The topic was Libya. It’s an issue that should work well for the challenger; surely at the very least, Barack Obama’s administration had a tragedy on its hands, one that might have been preventable, and one that most seem to think Obama and his administration have handled poorly after the fact. There would seem to be a variety of attacks available. Was Obama’s Libya intervention a mistake? Was there something about the Libya attacks that undermined Obama’s claim of policy competency? Obama’s handling of the Arab Spring? Romney had to think himself lucky when the only foreign policy question of the night was on this topic, teed up perfectly for him.
Yet Romney drifted first to an attack on Obama for going to a fundraiser, and then wandered around the Middle East to little effect, then finished his first pass at the question with the mythical “apology tour” and his recent empty rhetoric about an “unraveling” policy.
And then it got worse. Obama lectured Romney for daring to accuse him of playing politics with the issue. The truth is, he supplied an opening for Romney; a candidate who knew what he was talking about could have pointed out that of course in the United States, these things become political issues.
Instead, Romney ignored that part of it, and clung to — and repeated — a conservative talking point about just exactly when Obama had called the attacks “terrorism,” a talking point that has the twin advantages of being both pointless and factually incorrect.
As Candy Crowley broke in and confirmed. Or at least the factually incorrect part of it. The exchange, as a whole, just seemed awful for the challenger.
The question is: Why did this portion of the debate go wrong for Romney?
Romney has been doing this for, literally, years now. His main platform on foreign policy, after all, is to reject an “apology tour” that never happened and that people have been correcting him on for years. He’s come up with the new one, “unraveling,” recently, but hasn’t bothered to fill in anything — at all — about what is unraveling, or how. Nor is it just foreign policy. His tax plan doesn’t come close to adding up, and his jobs plan doesn’t, either. He repeats flat-out lies again and again, no matter how many times they’ve been shot down. As I said, lazy mendacity — even where the facts would do well for him, as in trillion-dollar deficits, he chooses instead to constantly claim that Obama doubled the deficit, which isn’t true. Sure, every candidate exaggerates and stretches and spins, but Romney’s complete apparent indifference to bother to get things right is unusual.
The question is: Why shouldn’t he do it? Republican-aligned media surely aren’t going to call him on it. Indeed, within the GOP political loop, there’s no one who is even going to realize that they have a basic factual thing wrong; that’s what happens when you convince yourself that the neutral press is out to get you, and you’ve trained your supporters to only pay attention to what they hear on Fox News and the Rush Limbaugh program, so you had better stay tuned to them yourself or else you won’t be able to talk the way you need to. Of course, that’s how a candidate winds up insulting half of America, because that’s what high-level party donors expect to hear.

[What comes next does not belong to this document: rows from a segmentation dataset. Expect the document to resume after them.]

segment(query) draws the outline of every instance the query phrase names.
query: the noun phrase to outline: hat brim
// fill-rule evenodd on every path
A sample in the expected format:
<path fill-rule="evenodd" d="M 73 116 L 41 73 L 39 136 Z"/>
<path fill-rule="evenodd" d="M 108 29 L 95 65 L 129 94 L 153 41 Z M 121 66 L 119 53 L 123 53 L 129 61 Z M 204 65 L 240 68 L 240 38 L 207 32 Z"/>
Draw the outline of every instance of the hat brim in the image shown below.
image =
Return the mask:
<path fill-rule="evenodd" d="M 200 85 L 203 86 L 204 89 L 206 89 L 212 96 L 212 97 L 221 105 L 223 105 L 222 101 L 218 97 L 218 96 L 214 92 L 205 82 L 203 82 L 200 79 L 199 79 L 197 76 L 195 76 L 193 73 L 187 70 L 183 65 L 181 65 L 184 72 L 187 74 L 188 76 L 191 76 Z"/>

And as I’ve argued, that’s also how a campaign winds up with lazy mendacity; if all it cares about is a thoroughly uncritical press, then why should it bother to back up assertions that will never, within the loop, be challenged?
Now: I have no idea what effect, if any, tonight’s debate will have on undecided voters (which, to be sure, depends to a great deal on how the press scores it, which clips get replayed, which headlines are deployed). So I don’t want to claim that Romney’s problems with the Libya question will “matter” in that sense. But I’ll say what I always say about it: The closed information loop leaves conservatives vulnerable, and it makes it very difficult for them to govern effectively when they are in office. I think anyone watching tonight saw why.